Solo repara en su presencia cuando le choca ver, al atravesar con la vista los espacios, el banco vacío. Regresa a su población cada jornada en el mismo horario, aunque nunca parezca la misma estación por el revuelo que concentra, sobre todo en épocas de invasión turística. El invierno es un poco más cauto. A Angélica le da igual el ambiente. Llega con el tiempo justo, sube con gestos ágiles, busca asiento y se sumerge en un libro, una revisa, cualquier cosa capaz de borrar los cuarenta minutos de ferrocarril de cercanías. Sitúa un pie en el primer peldaño, pero ya no consigue despegar el segundo del andén sin darse la vuelta y cerciorarse de que, en efecto, no hay ninguna persona sentada en el banco. Acaba por subir, con movimientos casi detenidos, y de nada le sirve haber entrado la primera, porque los pasajeros que siguen la adelantan y ocupan los escasos lugares libres. Cuando se planta en mitad del vagón y mira hacia el final, vuelve a ver en los asientos ocupados la ausencia en el banco.

         Es un hombre que parece mayor que ella, aunque seguramente no tenga muchos años más. Sin ningún atractivo. Ropas vulgares. A la hora de su tren, permanece sentado, preferiblemente en el extremo derecho de quien mira, o en el opuesto, si ha sido ya ocupado. No le dice nada el rostro, ni la expresión, ni la actitud de aquel tipo. No sabe si simplemente espera el paso de un tren de otra línea, si aguarda a alguien o distrae el aburrimiento de los días. No sabría ni siquiera describirlo de la desatención con que lo ve al pasar, incluso cuando espera el tren si circula con retraso. En ningún momento, ni antes ni después del instante en el que lo ve sentado, abúlico en mitad del gentío, se le hubiera ocurrido darse la vuelta para volver a mirar. Ni siquiera pensar en él. Salvo la tarde en la que no está en el lugar acostumbrado.

         Le molesta viajar de pie, en mitad de otros pasajeros con el brazo alzado hasta la barra de sujeción superior. Se siente incómoda, pero su incomodidad es mayor aún en el pensamiento. Desconoce la razón por la que ahí la desazona el hecho de no ver al desconocido en el momento de su regreso, cansada de las horas de trabajo, anhelando ya quitarse la ropa y lanzarse en tromba sobre el sofá. Lo oyó contar a sus padres cuando era niña. Ya ni se acuerda. Historias de mayores. No les ha dado nunca la menor importancia. Su padre, oía repetir a veces con más épica que realidad, había venido a buscar trabajo a la ciudad solo, a la contra de la familia y de la novia que dejó plantada en el pueblo. Al principio parece ser que se escribían, se llamaban por teléfono algún domingo. Qué tristeza acumulan estas viejas historias, piensa, como el polvo en los desvanes. Le provocan estornudos.

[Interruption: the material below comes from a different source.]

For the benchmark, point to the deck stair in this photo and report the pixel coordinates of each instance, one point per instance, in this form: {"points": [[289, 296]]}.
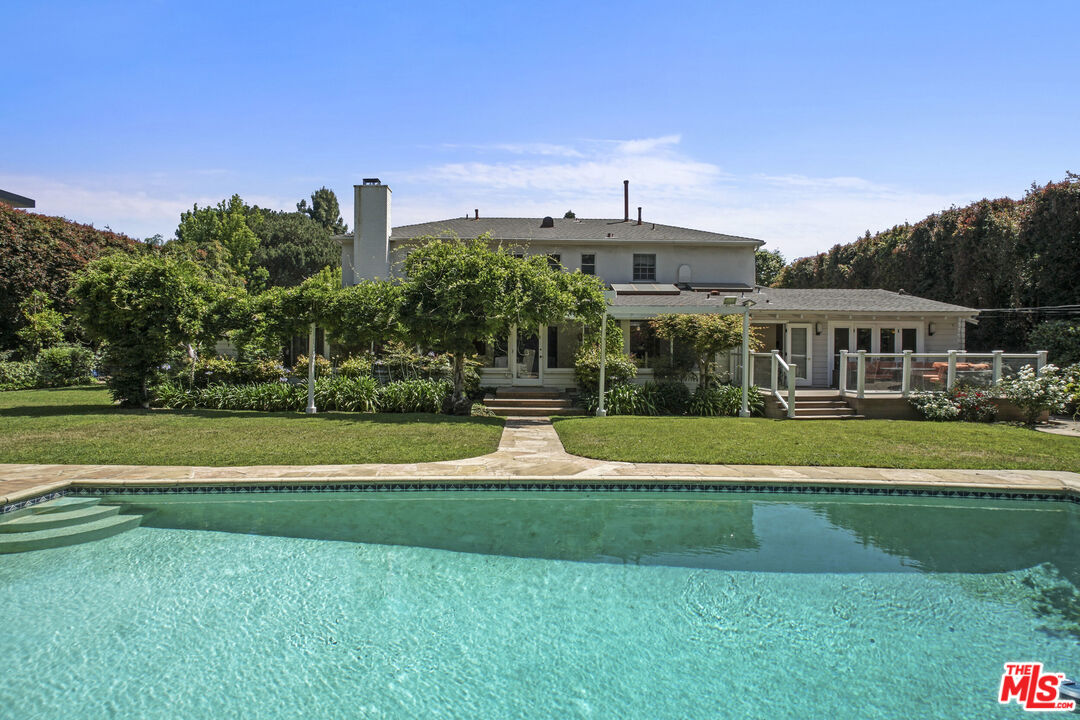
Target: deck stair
{"points": [[63, 521], [817, 405], [531, 403]]}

         A los dos años, su padre había cambiado tantas veces de pensión, es decir, de dirección para las cartas, que al llegar eran enviadas al cubo de basura, y de número de teléfono, «no señorita ya no se aloja aquí y se fue sin dejar señas». Su madre, entonces una muchacha que no se debía de parecer en nada a ella, decidió ir sola en busca del antiguo novio. Sin ninguna dirección, ningún teléfono. Iba a ir yo, que le den, por largarse, piensa mientras sujeta con fuerza la barra durante los vaivenes del trayecto. Uno, que había oído voces, le dijo algo a alguien, y este a otro y el otro a mi familia paterna. Al conocer la noticia del viaje de su antigua novia, mi padre —nunca había vuelto a pensar en este caso, dios mío, qué cursilada— iba cada tarde desde el taller, cuando cerraban, directo a la estación para llegar a tiempo del tren que venía del oeste. Una tarde, otra, que no hubiera llegado aún no impedía que regresara la tarde siguiente. La antigua novia había dicho que venía. Dos meses después de tomar la decisión, se subió por fin a un vagón de tercera. «Angelines», escuchó que alguien la llamaba desde el fondo del alboroto ocasionado por la llegada en aquella estación descomunalmente grande. Un año y medio después nacería quien esta tarde, que parece igual a cualquier tarde de la semana, se hace una pregunta que, en contra de sus hábitos, no consigue responder: «Si aquel lejano día hubiera sido hoy, ¿cómo me las habría apañado para nacer?».